Sister Carolyn Sur

Mercy versus compassion

Mercy first caught my attention in my first year English class when we were asked to memorize a few lines of Portia’s soliloquies from the Merchant of Venice, IV, I. In the exclusive language of Shakespeare’s time it reads:

The quality of mercy is not strained. It droppeth as the gentle rain from heaven upon the place beneath. It is twice blessed. It blesseth him [sic] that giveth and him that receiveth. 

In the early 1980s, Sister Carolyn Sur (front center) was teaching at Vincent Gray, an alternative high school for students whose lives were complicated due to being born into disadvantage.

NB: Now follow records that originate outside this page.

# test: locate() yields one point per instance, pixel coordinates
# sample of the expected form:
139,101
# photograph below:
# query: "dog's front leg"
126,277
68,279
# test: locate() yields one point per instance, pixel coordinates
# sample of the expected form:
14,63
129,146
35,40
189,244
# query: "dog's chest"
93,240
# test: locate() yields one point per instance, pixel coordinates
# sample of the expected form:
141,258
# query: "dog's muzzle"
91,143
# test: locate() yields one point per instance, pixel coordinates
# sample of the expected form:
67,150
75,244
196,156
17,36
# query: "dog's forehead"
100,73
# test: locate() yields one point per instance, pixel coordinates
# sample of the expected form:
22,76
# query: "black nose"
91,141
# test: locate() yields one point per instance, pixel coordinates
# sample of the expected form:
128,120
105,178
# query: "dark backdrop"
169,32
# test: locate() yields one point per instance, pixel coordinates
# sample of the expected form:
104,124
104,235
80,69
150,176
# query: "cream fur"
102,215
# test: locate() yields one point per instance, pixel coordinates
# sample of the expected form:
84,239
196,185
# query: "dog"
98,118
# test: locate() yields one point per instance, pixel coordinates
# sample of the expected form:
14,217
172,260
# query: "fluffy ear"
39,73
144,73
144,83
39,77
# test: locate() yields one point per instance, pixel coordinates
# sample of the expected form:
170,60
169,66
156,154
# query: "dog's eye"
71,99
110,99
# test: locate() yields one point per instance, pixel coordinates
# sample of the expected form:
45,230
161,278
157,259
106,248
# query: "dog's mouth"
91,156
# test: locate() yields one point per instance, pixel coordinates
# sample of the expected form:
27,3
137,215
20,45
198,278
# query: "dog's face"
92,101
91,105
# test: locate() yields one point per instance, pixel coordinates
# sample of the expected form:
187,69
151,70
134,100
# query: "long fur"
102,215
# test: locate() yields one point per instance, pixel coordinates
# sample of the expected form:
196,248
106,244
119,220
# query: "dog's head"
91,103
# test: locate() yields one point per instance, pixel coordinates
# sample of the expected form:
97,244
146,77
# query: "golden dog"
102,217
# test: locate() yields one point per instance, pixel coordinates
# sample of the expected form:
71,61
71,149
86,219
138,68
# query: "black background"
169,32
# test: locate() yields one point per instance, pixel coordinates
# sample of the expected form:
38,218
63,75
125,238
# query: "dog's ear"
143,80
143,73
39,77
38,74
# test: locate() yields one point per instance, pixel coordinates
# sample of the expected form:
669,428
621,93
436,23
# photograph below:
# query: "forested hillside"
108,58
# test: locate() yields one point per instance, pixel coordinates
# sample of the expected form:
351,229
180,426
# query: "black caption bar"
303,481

They “taught me why only God can judge. The rest of us need mercy!”

It was a more sophisticated way of getting a teenager’s attention than the well-worn biblical citations, “Do not do unto others what you do not want done to you.” Or, “Give, and it shall be given unto you: good measure, pressed down, shaken together, running over.”

For my young sense of fairness resisting altruism, Portia’s approach with the metaphor of “gentle rain,” stirred my poetic heart. “Go ahead,” my tit for tat way of thinking cautioned the fleeting moments of generosity. “Give mercy away. You’ll get it back.”

Later, after all those gifts and fruits of the Holy Spirit were memorized for catechism class, I looked for simplicity and clarity. Probably in a homily or in a theology class, I heard/read a clear distinction between mercy and compassion. “Compassion is a movement of the heart. Mercy is compassion in action.”

I offer a companion’s supper time story of feeling compassion and practicing mercy when she reported someone pushing a grocery cart on the sidewalk during rush hour. Just then it began to rain. Jean pulled over, shifted her car, and tossed an extra umbrella into the woman’s cart. Portia’s, “Gentle rain.”